EXPO 2015, ardından EXPO 2020. Ulaşım, çöp sorunu. Spor klüpleri sorunlarla boğuşuyor. Statları yok. İzmir hizmet bekliyor.
AKP ve CHP yan gelip yatıyor. Turizm değerleri azalıyor. Sabuncubeli, Konak tünelleri ne oldu? İzmir hakikaketen çok garip. Başbakan home ofis açacağına son seçimlerdeki vaadlerin yerine getirsin” dedi.
MİLLETİ KOYUN YERİNE KOYUYOR; MİLLETİ TEMSİL EDEMEZ
AK Parti Konya milletvekili Cem Zorlu’nun çoban ile başbakan arasında fark olmadığı ,çobanın sürüyü, başbakanın halkı yönettiği yönündeki sözlerini sert sözlerle eleştiren Vural “Yani ikisi de aynıdır diyor.
Milleti koyun yerine koyuyor. Milleti aşağılayan zihniyet. Millete böyle hakaret eden birisi milleti temsil edemez. Başbakan ofis açacaksın. İzmirliyi sen sürü mü zannediyorsun? Millete sürü diyen birisinin, bir zihniyetin İzmiriliye ofis açmak hakkı yoktur” dedi
BANK ASYA SİYASİ BİR KARARDIR
Vural, basın mensuplarını sorusu üzerine Bank Asya’ya yönelik kararın siyasi bir karar olduğunu söyledi. Vural “18’inci. maddeye göre sadece bu belgeleri iletmeyen kurucuların yönetimle ilgili insayatif kullanması gerekirken bu yapılan siyasi amaçla batırma kararıdır.
Devlet kendi eliyle bankanın içinin boşaltılması için zemin oluşturuyor. Havuzcular etrafta. Herhalde birisine devredecekler. Pazarlıklar var herhalde.
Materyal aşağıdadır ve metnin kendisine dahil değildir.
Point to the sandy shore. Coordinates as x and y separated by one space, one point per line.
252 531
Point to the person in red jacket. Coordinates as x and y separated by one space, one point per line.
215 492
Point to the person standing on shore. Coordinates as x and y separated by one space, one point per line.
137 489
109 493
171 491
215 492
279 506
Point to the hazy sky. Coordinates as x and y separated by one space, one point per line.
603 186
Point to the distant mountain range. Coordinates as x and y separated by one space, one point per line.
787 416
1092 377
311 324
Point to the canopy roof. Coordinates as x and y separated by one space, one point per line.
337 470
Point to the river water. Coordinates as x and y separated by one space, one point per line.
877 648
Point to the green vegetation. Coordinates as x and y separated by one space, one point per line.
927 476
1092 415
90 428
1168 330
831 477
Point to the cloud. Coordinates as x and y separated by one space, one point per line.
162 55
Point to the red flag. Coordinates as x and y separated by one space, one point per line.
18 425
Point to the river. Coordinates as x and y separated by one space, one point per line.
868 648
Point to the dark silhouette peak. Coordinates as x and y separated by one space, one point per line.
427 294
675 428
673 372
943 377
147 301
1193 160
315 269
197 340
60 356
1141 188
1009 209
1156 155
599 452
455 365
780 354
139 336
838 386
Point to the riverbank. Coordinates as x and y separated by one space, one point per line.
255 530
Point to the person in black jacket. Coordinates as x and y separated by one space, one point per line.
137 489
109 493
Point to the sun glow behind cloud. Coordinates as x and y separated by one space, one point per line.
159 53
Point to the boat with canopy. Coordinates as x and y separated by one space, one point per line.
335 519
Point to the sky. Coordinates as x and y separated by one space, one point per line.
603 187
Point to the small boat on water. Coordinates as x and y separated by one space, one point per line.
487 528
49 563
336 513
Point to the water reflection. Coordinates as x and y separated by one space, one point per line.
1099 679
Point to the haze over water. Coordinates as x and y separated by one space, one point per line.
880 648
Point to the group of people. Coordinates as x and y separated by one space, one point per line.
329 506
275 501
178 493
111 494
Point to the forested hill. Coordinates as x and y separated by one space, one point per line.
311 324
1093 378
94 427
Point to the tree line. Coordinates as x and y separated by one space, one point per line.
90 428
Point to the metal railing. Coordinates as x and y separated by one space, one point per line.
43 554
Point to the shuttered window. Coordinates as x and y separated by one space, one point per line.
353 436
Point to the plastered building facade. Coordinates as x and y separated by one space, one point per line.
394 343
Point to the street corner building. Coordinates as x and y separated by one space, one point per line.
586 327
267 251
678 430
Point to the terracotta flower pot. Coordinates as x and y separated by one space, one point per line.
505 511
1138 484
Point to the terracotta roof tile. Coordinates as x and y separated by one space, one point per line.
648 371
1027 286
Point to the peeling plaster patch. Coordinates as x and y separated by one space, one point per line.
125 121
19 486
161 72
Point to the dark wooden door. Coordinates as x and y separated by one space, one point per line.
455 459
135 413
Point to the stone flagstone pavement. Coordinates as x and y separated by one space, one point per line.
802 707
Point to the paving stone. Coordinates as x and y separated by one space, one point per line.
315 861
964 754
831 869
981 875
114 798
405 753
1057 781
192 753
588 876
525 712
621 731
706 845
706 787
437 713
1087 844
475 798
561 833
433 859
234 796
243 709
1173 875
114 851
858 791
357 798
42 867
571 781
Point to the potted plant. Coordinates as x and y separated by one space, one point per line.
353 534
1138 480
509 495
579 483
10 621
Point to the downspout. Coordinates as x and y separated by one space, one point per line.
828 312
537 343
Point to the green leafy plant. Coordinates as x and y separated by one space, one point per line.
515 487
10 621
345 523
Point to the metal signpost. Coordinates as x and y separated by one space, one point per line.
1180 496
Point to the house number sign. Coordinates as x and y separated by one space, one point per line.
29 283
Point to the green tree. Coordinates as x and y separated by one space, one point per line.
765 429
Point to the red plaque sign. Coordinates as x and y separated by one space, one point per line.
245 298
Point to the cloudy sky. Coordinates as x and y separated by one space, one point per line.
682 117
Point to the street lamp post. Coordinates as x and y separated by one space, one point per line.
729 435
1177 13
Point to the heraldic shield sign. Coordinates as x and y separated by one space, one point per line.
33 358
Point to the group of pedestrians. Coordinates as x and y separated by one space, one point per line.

Bu yapılan hür teşebbüse, girişimicilere karşı yapılan operasyondur.
Hukuk devletinin askıya alınmasıdır.TMSF açıklaması da garabettir. 2001 krizinde bankaların battığı açıklamasıyla batık banka operasyonu algısı yaratmak istiyor halbuki bu banka batırma operasyonudur” dedi.
TENCERE YUVARLANMIŞ KAPAĞINI BULMUŞ
Oktay Vural, MHP’den Kiraz Belediye Başkanı seçilmesine karşın AKP’ye geçen Saliha Özçınar Şengül’le ilgili de değerlendirme yaptı.
MHP’nin oylarıyla seçilen birisinin rüşvet ve yolsuzluğu meşrulaştıran bir zihniyete gitmek için partisini değiştirmesinin irade gaspı olduğunu, birbirleriyle uyuştuklarını söyledi.
Vural “Hanımefendi için büyük emekler sarfettik. Babasının vasiyeti vardı. Bizden aday olacaktı rahmetli oldu. Bu vasiyeti gereği hanımefendi aday yapıldı. Babasının vasiyetine ihanet eden birisini yaptığı tercih.
Ne diyeyim, tencere yuvarlanmış kapağını bulmuş. İrade bizdedir. Kiraz’da MHP tercihini kullanan seçmene teşekkür ediyorum.
Katikulli, transfer olmuş. Siyasete yeni girmiş bir hanımefendi düğmesini yanlış yere iliklemiş. Dikiş tutmaz. Kiraz halkı 7 Haziran seçimlerinde yanıt verir. Babasının vasiyetini dikkate almayan birisinin babalık hakkı konusunda da vicdani bir muhakame yapması gerekir” dedi.